In 2009, BIS released a paper amplifying on this point:
Easy monetary conditions are a classic ingredient of financial crises: low interest rates may contribute to an excessive expansion of credit, and hence to boom-bust type business fluctuations. In addition, some recent papers find a significant link between low interest rates and banks’ risk-taking ….
BIS also slammed the Fed and other central banks for blowing the bubble, failing to regulate the shadow banking system, and then using gimmicks which will only make things worse.
As the Telegraph noted reported in 2008:
Nor does it exonerate the watchdogs. “How could such a huge shadow banking system emerge without provoking clear statements of official concern?”
“Should governments feel it necessary to take direct actions to alleviate debt burdens, it is crucial that they understand one thing beforehand. If asset prices are unrealistically high, they must fall. If savings rates are unrealistically low, they must rise. If debts cannot be serviced, they must be written off.
“To deny this through the use of gimmicks and palliatives will only make things worse in the end,” he said.

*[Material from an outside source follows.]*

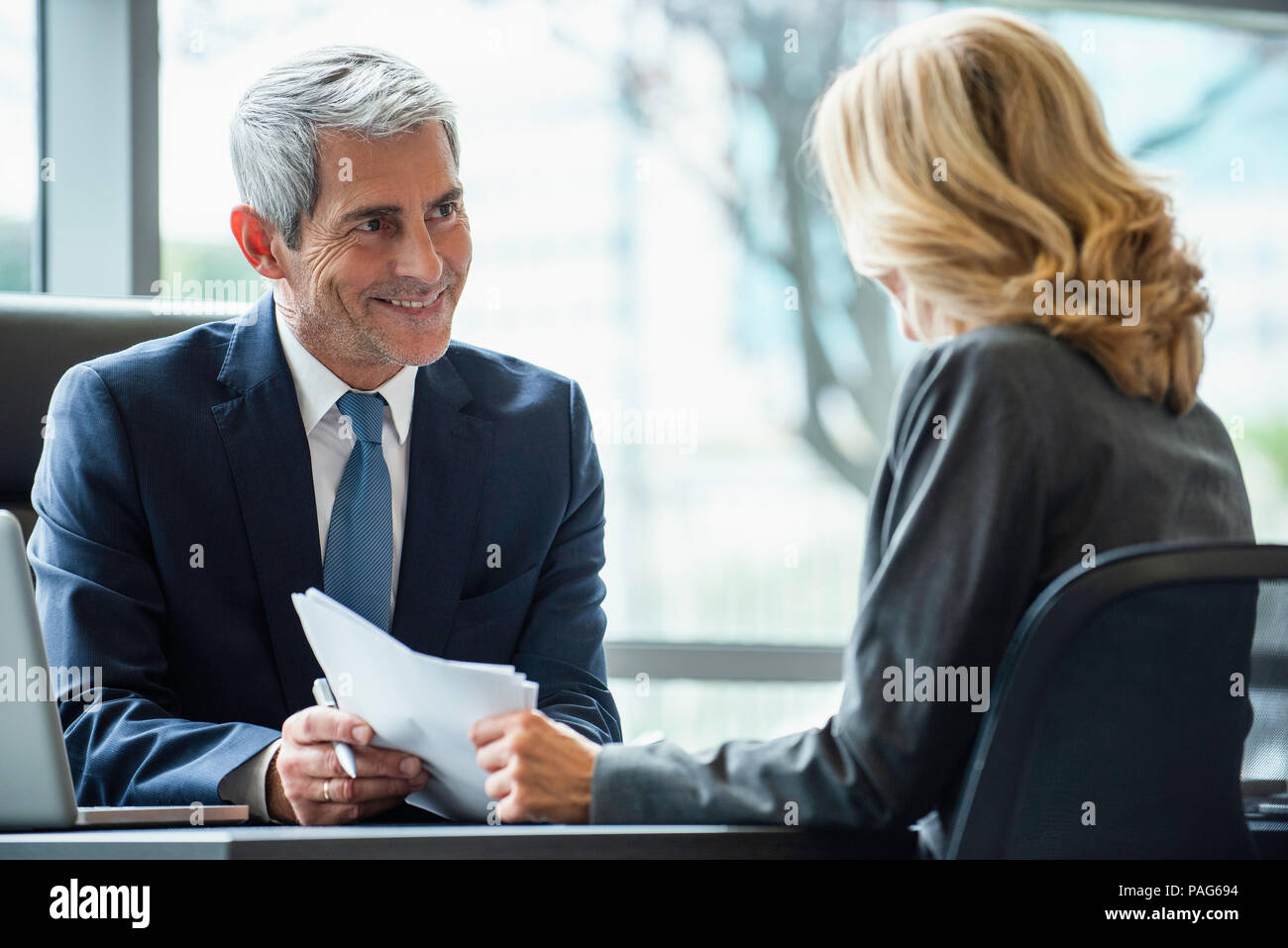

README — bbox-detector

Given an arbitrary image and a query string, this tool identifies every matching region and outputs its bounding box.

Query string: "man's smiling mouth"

In other words, BIS slammed the easy credit policy of the Fed and other central banks, and the failure to regulate the shadow banking system.
BIS also slammed “the use of gimmicks and palliatives”, and said that anything other than (1) letting asset prices fall to their true market value, (2) increasing savings rates, and (3) forcing companies to write off bad debts “will only make things worse”.
But Bernanke and the other central bankers (as well as Treasury and the Council of Economic Advisors, the heads of congressional and senate banking committees, and the others in control of American, British, French, Japanese, German and virtually every other country’s economic policy) ignored BIS’ advice in 2007 and 2008, and they are still ignoring it today.
Instead, they are doing everything they can to (2) prop up asset prices by trying to blow a new bubble by giving banks trillions, (2) re-write accounting and reporting rules to let the big banks and other giants keep bad debts on their books (or in sivs or other “second sets of books”) and to hide the fact that they are bad debts, and (3) encourage consumers to spend spend spend!
“The world’s most prestigious financial body”, “the ultimate bank of central bankers” has condemned Bernanke and all of the other G-8 central banks, and stripped bare their false claims that the crash wasn’t their fault or that they are now doing the right thing to turn the economy around.